そこに見習いの若い僧侶に導かれて一人の青年がやって来た。
「殿下、こちらにおられましたか」
「ロドリーゴ・・・・・・」
カルロはその青年の方を振り向いた。
その青年はカルロとは対照的に大柄で筋肉質であった。顔はやや細長いながらも彫りが深く整っている。長く黒い髪を帽子の下にまとめている。その瞳は黒く力強い光を放っている。

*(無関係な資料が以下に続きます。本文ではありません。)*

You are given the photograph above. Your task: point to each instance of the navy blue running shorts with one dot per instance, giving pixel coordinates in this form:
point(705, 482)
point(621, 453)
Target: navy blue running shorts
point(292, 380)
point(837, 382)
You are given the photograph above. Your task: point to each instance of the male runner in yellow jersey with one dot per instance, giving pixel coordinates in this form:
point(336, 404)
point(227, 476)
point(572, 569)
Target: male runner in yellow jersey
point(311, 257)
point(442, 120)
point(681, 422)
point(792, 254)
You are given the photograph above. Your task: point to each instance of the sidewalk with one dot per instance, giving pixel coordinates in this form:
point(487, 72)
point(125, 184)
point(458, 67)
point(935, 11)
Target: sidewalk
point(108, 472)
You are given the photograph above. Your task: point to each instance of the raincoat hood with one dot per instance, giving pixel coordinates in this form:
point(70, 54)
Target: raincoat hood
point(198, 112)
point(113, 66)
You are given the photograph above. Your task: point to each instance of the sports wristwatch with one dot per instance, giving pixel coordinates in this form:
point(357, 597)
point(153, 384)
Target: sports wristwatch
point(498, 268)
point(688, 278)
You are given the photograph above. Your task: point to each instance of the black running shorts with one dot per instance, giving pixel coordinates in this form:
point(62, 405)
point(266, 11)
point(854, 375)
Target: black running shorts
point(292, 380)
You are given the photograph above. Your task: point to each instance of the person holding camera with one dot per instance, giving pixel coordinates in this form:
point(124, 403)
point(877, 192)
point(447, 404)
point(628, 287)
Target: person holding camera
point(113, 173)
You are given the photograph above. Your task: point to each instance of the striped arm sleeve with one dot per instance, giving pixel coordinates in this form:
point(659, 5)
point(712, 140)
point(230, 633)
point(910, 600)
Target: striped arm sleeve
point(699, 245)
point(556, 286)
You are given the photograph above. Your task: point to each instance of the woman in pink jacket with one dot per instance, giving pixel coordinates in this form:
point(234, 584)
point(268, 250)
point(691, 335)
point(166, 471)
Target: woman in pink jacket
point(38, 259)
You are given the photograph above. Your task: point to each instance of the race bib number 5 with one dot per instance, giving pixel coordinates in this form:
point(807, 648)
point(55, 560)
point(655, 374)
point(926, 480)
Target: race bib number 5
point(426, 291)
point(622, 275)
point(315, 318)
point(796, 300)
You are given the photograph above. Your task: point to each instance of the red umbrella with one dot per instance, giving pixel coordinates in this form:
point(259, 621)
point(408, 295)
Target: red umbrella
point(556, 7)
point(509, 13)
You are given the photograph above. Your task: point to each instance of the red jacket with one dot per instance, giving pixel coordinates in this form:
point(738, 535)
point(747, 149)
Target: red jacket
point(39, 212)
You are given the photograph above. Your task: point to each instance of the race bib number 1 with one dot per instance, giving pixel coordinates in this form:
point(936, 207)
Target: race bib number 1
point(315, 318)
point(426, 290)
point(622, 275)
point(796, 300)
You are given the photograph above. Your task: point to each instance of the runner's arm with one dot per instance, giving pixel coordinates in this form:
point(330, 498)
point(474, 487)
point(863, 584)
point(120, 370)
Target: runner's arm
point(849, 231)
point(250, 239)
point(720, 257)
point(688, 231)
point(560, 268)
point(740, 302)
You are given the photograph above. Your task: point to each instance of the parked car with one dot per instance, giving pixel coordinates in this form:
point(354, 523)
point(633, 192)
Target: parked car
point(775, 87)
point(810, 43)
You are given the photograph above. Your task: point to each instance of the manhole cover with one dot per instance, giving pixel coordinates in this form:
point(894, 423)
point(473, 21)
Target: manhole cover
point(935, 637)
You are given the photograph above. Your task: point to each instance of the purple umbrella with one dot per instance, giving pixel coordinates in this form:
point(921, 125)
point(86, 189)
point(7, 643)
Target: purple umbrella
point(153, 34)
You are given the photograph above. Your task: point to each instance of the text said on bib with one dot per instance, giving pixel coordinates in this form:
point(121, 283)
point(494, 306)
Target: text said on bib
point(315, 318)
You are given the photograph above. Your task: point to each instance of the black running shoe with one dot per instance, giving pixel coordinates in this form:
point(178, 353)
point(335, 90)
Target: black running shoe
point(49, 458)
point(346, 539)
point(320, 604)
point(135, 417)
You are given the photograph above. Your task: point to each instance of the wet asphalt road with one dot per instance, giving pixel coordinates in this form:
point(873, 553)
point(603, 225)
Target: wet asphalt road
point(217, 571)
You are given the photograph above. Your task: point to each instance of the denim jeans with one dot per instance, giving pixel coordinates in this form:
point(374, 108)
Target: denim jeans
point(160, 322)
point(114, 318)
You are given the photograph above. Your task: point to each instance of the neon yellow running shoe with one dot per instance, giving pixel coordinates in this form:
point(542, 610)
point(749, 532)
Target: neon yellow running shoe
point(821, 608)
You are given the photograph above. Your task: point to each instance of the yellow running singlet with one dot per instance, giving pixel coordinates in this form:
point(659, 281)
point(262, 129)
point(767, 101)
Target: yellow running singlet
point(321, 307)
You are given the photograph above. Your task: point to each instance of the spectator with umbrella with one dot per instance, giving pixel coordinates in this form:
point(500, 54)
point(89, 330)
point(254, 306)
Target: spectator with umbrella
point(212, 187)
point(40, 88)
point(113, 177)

青い絹の豪奢な服に身を包んでいる。彼の名はポーザ侯爵ロドリーゴ、フェリペ二世の腹心にしてカルロの幼い頃からの友人でもある。
「どうしてここい!?」
「殿下にお話したことがありまして」
「そうか」
彼等は若い僧に金を手渡しその場を去らせた。その場には二人だけとなった。
「そして話というのは?」
カルロはロドリーゴに対して問うた。
「殿下がお悩みとお聞きしましたので」
ロドリーゴは謹んで答えた。カルロはその言葉に表情を暗くさせた。
「・・・・・・知っていたのか」
彼は顔を下に俯けた。
「何が理由かまでは存じませんが殿下のご様子から」
「否定はしない。だが訳は聞かないでくれ」
「はい」
ロドリーゴは答えた。
「話はそれだけではないだろう?君も何か言いたそうだ」
カルロはロドリーゴの顔を窺って言った。
「はい、殿下に是非ともお話したことがありまして」
ロドリーゴは表情を深刻なものにした。
「何だい?」
「私は先日までフランドルに行っておりました」
「それは知っているよ。活躍したそうだね」96
彼は将軍としても有名であった。
「はい、ですが・・・・・・」
ロドリーゴは自身の武勲を称えられても表情は暗かった。
「一体どうしたんだい!?そんなに表情を暗くさせて」
カルロは彼のあまりにも冴えない表情を見て自分も表情を暗くさせた。
「・・・・・・殿下、今フランドルで何が起こっているかご存知でしょうか」
「我がスペインに対する反逆だろう」
彼は率直に言った。そう聞かされていた。
「・・・・・・ちがいます」
ロドリーゴは暗い声で言った。
「では一体何なんだい!?私には君の話がよくわからないのだが」
「今フランドルは地獄と化しています。我々の弾圧によって」
「何っ、それは本当かい!?」
フランドル、今はオランダと呼ばれる地方は婚姻政策によりハプスブルグ家の領地であった。かってこの地はフランスと所有を巡り激しく対立したこともある。商業の栄えた地であり今はスペイン領でありスペインの重要な税の収入源であった。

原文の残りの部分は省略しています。